One is ccost. If a firm wants to run its own services over dark fiber, it must pay for a dark fiber lease, switches to light the fiber, management platforms and specialized personnel to run the network. The optical expertise required to run wavelength services over dark fiber is difficult to find and expensive, Oltsik notes, so many companies would rather not run their own wavelength services.
Another advantage is simplicity, Oltsik says. Optical wavelengths let protocols be transported in their native formats with no conversion required at either end of the connection. Companies also might find it difficult to engage in negotiating long-term leases on fiber routes, which is an art in itself, he adds.
"You end up getting into areas where the skill sets of your IT people are very limited," Oltsik says.
Another advantage wavelength services have over dark fiber and traditional SONET services is that they can be deployed quickly, Oltsik says. If a customer needs more bandwidth, all a service provider has to do is add another wavelength by placing a new line card in the carrier switch -- not more bulky equipment and fiber.
"When you order services from us, you're not losing any time compared to what you'd be waiting for with SONET," Oltsik says. "But when you need more bandwidth, for us to put that up, it's a matter of days, rather than the weeks or months new SONET services can take."
Still, the question of whether a company should forsake dark fiber for managed wavelengths isn't an easy one to answer, says Rosemary Cochran, principal with research firm Vertical Systems Group.
"It's not easy to do a comparison of what it will cost to do it yourself and what it would cost for a service provider to do it for you," she says.
Certainly no company that's already operating its own dark fiber network is going to shut its network down until it has to do so, Cochran says.

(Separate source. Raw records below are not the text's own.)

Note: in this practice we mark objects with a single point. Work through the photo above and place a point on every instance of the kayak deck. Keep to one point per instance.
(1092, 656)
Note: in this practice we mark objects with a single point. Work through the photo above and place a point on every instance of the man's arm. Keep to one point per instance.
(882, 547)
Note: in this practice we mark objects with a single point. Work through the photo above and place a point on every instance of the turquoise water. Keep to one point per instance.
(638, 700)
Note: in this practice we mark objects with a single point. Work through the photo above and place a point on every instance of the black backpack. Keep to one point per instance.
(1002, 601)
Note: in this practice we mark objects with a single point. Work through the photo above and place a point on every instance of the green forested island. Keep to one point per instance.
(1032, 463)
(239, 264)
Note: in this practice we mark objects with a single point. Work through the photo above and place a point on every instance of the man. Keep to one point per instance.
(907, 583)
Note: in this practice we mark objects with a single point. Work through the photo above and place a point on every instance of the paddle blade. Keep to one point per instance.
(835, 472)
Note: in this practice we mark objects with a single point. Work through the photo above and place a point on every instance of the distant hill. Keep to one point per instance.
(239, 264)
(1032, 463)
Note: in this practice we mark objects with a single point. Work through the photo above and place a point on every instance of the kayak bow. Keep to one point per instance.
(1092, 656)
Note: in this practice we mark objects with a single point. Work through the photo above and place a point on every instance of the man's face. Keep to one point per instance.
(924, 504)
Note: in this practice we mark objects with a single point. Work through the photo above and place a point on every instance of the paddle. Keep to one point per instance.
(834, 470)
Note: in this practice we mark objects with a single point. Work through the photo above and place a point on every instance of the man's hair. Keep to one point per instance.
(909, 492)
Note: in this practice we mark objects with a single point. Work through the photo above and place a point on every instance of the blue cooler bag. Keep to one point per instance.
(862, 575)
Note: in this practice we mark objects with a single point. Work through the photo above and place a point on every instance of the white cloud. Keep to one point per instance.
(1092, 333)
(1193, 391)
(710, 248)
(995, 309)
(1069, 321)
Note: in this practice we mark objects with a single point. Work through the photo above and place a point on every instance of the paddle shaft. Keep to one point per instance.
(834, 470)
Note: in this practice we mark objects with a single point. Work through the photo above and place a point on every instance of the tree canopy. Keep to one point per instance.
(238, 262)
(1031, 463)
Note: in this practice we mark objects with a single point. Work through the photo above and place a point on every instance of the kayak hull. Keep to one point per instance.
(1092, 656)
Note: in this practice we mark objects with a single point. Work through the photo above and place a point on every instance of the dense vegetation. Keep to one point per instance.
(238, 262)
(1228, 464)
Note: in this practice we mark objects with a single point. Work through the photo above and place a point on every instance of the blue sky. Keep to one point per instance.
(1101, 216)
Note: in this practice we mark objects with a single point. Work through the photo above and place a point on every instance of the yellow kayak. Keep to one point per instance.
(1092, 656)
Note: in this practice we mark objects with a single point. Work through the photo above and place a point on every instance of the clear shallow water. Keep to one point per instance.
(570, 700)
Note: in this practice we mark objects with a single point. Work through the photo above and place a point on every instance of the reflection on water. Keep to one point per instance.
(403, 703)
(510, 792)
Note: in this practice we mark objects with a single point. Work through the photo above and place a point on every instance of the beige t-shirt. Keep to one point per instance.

Reasons for moving to a managed service might include new applications, a shortage of bandwidth or difficulty retaining qualified IT staff, she says.
Another factor weighing against moving to a managed wavelength service is that many of the providers offering them are not traditional incumbent local exchange carriers. Some providers sell only on a wholesale basis, while others have offerings aimed at large enterprise customers.
"These services are offered mostly by start-up service providers, and no one wants to make a move that may be a risk," Cochran says.
Even though it may be more expensive to use a combination of dark fiber and SONET services from traditional carriers, many companies will want to stick with the tried and true, rather than taking a chance on an unknown entity.
"If it ain't broke, they likely aren't going to try to fix it," Cochran says.
Large companies aren't the only customers flocking to wavelength services. In fact, the biggest consumers of such services are carriers, ISPs and application service providers that buy wholesale bandwidth from other service providers.
"A lot of large carriers are looking at waves," says Sunita Krishna, a product manager at Williams Communications, a bandwidth wholesaler in Tulsa, Okla. "They want to focus on the IP layer, and they want us to focus on the optical layer."